Mi piace pensare che una domenica mattina come questa fa somigliare il giardino di Luxembourg a quei tuoi boschi: tra le quattro griglie di metallo, il bianco denso del cielo e tremolante fa atto di omertà di una primavera che dovrebbe essere vicina, i tronchi domestici bagnati nella discreta rugiada dorata dell'inverno, chissà che non sia il respiro della notte che non si vuole alzare. Sai che noi qui viviamo delle giornate veloci come un battere di ciglia, come una faraona che vola via; nei nostri inverni apriamo gli occhi per riuscire appena a abbracciare la luce del mezzogiorno che nasconde già la falcata del tramonto , e di nuovo una notte lunghissima ti invita a dormire e lasciare affondare le futili meditazioni di una giornata nel petrolio del sogno urbano. Siamo marmotte di città e condominio, troppo miopi per vedere la veste d'oro che ricopre i vetri e l'acciaio, noi dall'interno non sappiamo che stiamo in una struttura d'acciaio , non sappiamo per niente se il sole ci sta scaldando.
Da qui l'inverno delle tue campagne sembra durare un giorno appena, soltanto un giorno in cui ti svegli e trovi che un sottile velo di ghiaccio ha sigillato la tua campagna; ieri era autunno e domani forse già i boccioli  forzeranno quel velo rigido e fragile . Ma oggi torni a scaldare le mani al fuoco, dove non ci sono piu' castagne a far correre i bambini.
Chissà se lei lo guarda ora che lo zufolo é posato su quella mensola come una foto; chissà se lo guarda e ti pensa , tu che eri cosi' importante per lei. Chissà se riconosce l'impronta delle tue mani sulla vecchia pelle, se ci ha trattenuto ancora un po' il calore del tuo respiro. Oppure le basta sapere che é li' , che si é tenuta un pezzo di te.

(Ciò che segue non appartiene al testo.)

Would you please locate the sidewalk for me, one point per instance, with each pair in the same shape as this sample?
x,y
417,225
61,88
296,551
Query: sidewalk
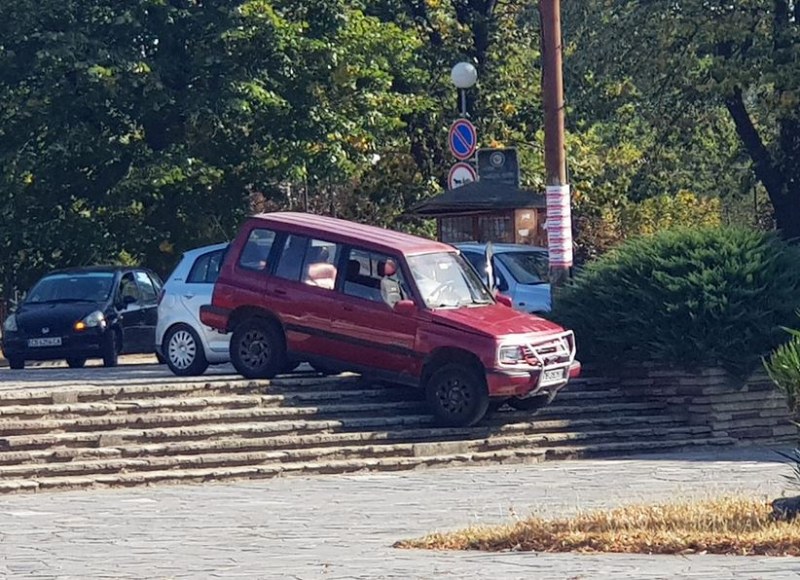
x,y
344,526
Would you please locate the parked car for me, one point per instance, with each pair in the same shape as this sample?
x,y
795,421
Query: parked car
x,y
345,296
520,271
81,313
183,341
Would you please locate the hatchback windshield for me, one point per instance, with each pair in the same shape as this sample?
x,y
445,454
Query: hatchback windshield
x,y
526,267
445,280
82,287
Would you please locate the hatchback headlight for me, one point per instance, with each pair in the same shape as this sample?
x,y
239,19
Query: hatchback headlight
x,y
510,355
93,320
10,325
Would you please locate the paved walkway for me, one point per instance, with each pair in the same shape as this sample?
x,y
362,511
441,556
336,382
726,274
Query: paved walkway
x,y
335,527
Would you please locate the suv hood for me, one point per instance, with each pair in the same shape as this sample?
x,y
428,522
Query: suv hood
x,y
494,320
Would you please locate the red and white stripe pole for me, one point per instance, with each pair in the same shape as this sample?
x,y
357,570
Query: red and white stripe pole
x,y
559,218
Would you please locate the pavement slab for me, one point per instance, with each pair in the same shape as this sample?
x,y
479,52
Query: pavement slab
x,y
343,526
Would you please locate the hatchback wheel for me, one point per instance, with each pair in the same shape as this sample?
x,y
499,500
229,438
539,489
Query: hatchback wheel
x,y
458,395
184,351
258,349
76,363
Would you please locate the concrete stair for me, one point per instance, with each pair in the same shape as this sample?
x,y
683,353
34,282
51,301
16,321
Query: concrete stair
x,y
169,431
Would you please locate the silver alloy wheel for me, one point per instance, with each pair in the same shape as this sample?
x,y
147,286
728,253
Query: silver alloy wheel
x,y
254,349
182,349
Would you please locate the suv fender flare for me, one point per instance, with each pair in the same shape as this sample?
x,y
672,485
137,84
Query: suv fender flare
x,y
447,355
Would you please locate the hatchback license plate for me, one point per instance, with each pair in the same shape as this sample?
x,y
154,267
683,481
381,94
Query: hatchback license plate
x,y
49,341
552,376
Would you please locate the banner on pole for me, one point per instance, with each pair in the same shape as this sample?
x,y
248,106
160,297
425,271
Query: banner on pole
x,y
559,226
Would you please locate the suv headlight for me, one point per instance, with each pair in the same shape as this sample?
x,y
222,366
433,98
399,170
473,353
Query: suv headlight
x,y
10,325
510,354
93,320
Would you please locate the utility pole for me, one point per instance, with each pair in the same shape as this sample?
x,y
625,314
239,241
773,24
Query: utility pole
x,y
559,219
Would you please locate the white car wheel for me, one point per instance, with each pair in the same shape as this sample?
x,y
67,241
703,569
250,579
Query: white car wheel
x,y
184,352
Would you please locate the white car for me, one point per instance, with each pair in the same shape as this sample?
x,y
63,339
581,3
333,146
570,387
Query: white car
x,y
187,346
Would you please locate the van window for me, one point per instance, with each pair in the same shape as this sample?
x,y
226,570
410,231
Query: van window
x,y
256,250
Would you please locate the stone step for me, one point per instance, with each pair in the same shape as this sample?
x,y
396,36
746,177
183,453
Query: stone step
x,y
136,460
203,474
305,433
122,445
189,403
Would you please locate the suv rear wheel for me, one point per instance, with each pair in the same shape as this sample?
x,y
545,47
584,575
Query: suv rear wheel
x,y
185,355
458,395
258,349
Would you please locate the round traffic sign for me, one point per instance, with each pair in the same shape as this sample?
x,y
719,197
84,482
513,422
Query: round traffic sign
x,y
463,139
461,174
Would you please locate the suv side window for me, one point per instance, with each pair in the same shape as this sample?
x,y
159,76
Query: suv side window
x,y
256,250
370,275
310,261
205,269
146,287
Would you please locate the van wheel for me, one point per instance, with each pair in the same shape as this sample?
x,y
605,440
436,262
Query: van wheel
x,y
185,354
529,404
258,349
111,349
76,363
458,395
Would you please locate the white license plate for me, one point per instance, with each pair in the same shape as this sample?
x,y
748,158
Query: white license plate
x,y
552,376
49,341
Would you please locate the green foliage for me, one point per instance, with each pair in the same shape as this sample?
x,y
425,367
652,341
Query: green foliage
x,y
686,297
783,367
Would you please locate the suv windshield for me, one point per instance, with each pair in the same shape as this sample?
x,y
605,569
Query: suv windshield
x,y
82,287
445,280
526,267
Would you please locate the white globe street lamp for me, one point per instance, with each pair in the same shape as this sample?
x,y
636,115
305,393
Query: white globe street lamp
x,y
464,76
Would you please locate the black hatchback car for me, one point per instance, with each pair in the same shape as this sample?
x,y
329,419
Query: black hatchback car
x,y
80,313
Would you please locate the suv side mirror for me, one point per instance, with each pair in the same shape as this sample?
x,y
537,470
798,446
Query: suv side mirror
x,y
503,299
405,307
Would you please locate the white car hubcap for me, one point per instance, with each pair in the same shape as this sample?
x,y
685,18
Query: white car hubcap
x,y
182,349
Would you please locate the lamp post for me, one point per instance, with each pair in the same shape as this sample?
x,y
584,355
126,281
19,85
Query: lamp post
x,y
464,76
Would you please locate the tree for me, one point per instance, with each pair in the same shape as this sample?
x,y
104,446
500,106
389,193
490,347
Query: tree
x,y
683,60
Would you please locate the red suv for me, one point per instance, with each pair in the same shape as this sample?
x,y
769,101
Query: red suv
x,y
345,296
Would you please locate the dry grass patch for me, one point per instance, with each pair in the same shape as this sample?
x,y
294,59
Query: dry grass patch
x,y
720,526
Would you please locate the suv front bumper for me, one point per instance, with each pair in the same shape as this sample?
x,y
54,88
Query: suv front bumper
x,y
519,383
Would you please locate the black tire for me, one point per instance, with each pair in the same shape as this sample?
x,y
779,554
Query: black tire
x,y
529,404
258,349
111,349
185,356
76,363
458,395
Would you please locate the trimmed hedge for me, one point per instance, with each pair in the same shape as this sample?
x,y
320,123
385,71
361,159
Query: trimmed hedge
x,y
685,297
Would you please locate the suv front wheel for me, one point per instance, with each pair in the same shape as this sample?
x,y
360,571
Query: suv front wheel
x,y
458,395
258,349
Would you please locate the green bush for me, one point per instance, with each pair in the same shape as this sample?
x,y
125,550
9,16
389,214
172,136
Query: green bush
x,y
685,297
783,367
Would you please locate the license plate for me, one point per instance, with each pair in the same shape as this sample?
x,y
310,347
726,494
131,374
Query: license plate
x,y
49,341
552,376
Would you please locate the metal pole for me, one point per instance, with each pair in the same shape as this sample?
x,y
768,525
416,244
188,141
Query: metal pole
x,y
559,220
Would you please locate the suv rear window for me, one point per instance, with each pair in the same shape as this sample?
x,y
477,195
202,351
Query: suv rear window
x,y
256,250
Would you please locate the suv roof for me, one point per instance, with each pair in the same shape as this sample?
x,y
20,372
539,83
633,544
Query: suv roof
x,y
349,232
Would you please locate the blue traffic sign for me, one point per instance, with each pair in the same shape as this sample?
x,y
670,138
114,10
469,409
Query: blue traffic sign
x,y
463,139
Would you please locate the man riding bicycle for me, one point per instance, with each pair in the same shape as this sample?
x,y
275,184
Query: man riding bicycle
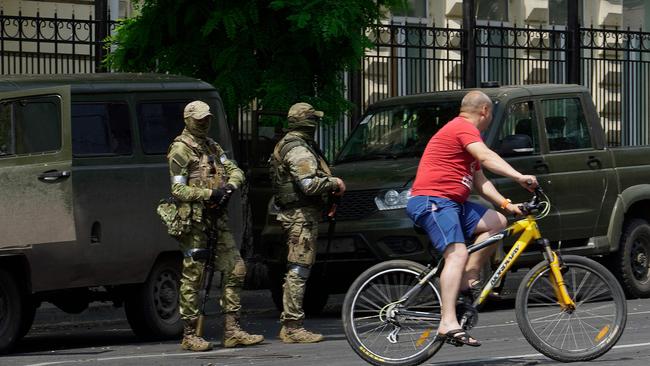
x,y
448,170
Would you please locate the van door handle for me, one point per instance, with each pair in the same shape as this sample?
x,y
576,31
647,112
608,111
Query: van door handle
x,y
52,176
541,166
594,162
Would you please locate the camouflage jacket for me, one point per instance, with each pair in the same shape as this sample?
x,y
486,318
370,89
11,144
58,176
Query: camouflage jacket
x,y
301,175
203,164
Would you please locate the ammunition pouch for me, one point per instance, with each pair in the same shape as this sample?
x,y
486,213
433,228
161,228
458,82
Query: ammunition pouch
x,y
178,216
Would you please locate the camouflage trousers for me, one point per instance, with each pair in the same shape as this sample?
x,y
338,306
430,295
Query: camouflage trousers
x,y
228,261
301,229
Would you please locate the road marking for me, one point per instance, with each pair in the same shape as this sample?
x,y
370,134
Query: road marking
x,y
514,322
157,355
529,355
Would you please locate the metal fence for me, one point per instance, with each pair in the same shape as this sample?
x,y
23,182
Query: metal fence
x,y
407,59
614,64
41,45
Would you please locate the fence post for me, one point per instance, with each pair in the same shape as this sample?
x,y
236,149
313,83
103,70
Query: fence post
x,y
468,44
356,85
573,50
101,32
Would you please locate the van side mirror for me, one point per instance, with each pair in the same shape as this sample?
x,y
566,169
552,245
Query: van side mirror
x,y
516,145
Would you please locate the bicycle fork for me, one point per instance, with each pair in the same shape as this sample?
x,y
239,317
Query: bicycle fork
x,y
557,280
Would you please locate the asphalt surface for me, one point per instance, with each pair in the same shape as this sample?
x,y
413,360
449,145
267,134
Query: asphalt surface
x,y
101,336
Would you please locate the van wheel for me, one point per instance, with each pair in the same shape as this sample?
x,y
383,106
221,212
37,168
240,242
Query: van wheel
x,y
11,302
29,312
152,307
633,258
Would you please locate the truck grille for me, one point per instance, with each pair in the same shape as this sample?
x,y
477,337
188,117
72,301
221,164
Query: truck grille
x,y
356,205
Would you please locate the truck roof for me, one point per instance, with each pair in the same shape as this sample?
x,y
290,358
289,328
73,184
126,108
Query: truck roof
x,y
498,93
104,82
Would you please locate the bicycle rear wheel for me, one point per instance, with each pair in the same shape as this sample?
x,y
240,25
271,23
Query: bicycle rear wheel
x,y
583,334
381,330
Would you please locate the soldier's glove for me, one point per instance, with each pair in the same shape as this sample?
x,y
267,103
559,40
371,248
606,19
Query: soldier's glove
x,y
228,191
217,196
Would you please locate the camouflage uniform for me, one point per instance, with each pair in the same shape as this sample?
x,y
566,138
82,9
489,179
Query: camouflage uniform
x,y
302,182
201,176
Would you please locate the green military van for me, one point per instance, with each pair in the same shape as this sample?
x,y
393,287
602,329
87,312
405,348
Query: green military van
x,y
82,168
600,195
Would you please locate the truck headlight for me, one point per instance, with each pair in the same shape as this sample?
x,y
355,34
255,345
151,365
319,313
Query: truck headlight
x,y
392,199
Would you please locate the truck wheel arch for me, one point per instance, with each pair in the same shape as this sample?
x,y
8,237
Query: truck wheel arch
x,y
632,202
17,304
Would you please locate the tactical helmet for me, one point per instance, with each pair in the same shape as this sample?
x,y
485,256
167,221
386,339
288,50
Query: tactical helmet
x,y
193,113
303,115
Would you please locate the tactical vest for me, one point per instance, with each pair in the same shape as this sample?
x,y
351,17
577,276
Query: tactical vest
x,y
287,192
205,169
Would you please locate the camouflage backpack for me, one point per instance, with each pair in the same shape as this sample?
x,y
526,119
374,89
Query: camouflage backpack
x,y
178,216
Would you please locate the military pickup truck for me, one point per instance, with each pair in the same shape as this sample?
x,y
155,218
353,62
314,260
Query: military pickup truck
x,y
600,195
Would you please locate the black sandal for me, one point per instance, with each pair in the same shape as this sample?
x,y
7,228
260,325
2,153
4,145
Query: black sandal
x,y
458,338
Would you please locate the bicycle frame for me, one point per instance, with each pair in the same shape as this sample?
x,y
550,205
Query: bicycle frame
x,y
529,233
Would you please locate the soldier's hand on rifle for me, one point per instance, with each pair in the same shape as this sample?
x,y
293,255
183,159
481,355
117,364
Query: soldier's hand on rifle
x,y
228,191
216,197
341,187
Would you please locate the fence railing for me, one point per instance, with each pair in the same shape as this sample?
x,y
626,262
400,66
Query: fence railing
x,y
407,59
42,45
614,64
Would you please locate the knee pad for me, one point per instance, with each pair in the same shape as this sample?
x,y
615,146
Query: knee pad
x,y
302,271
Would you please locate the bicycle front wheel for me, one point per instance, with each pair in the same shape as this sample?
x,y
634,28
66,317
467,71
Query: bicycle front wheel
x,y
381,329
582,334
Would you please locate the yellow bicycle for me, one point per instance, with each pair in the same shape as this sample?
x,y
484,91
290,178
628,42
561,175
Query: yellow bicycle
x,y
569,308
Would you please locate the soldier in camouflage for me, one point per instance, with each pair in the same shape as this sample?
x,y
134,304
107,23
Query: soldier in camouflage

Accanto ci ha messo un'altra foto, quell'orologio bellissimo, rotondo e prezioso che ti capito' forse per caso tra le mani ruvide di contadino, un regalo per un tuo grande atto di nobiltà, che non conosco ma che immagino facilmente alla portata dei tuoi occhi di quel blu cosi' generoso di cielo e di cuore.
Non ricordo piu' quando lo fece riparare; é difficile resistere alla fantasia che un orologio che si é fermato quando riparte ci puo' raccontare quegli anni che lo hanno fatto girare , girare fino a che avesse bisogno di riposarsi. Come se quei tic-tac si mettessero a cantarci le storie di prima, gli anni che hanno contato, tutte le storie di affetto, amore, fame, e nascite spezzettate da loro in ore e minuti.
Io le avrei volute sapere, ma forse tu le volevi dimenticare. Anni che vedo volteggiare e dispiegare orizzonti e legna bruciata e cani che scodinzolano, erano forse per te colmi di delusioni e rimpianti, di terra che é diventata sabbia, di occhi che fissavano le scarpe. E ti sei ritrovato li' sospeso tra il ricordarli e il volerli sostituire con storie piu' grandi e finali piu' lunghi e diversi che potessero dirti chi e perchè faceva chinare tutte quelle teste, imprigionato in una cucina dalle maioliche rassicuranti e fredde, un crocifisso e il telegiornale delle otto.
Il tuo orologio é al sicuro , protetto e non lo tocchiamo mai per non consumarlo con i nostri ricordi, al massimo lo spolvera lei la domenica; lui é li' su quella mensola, rubato allo scorrere del tempo.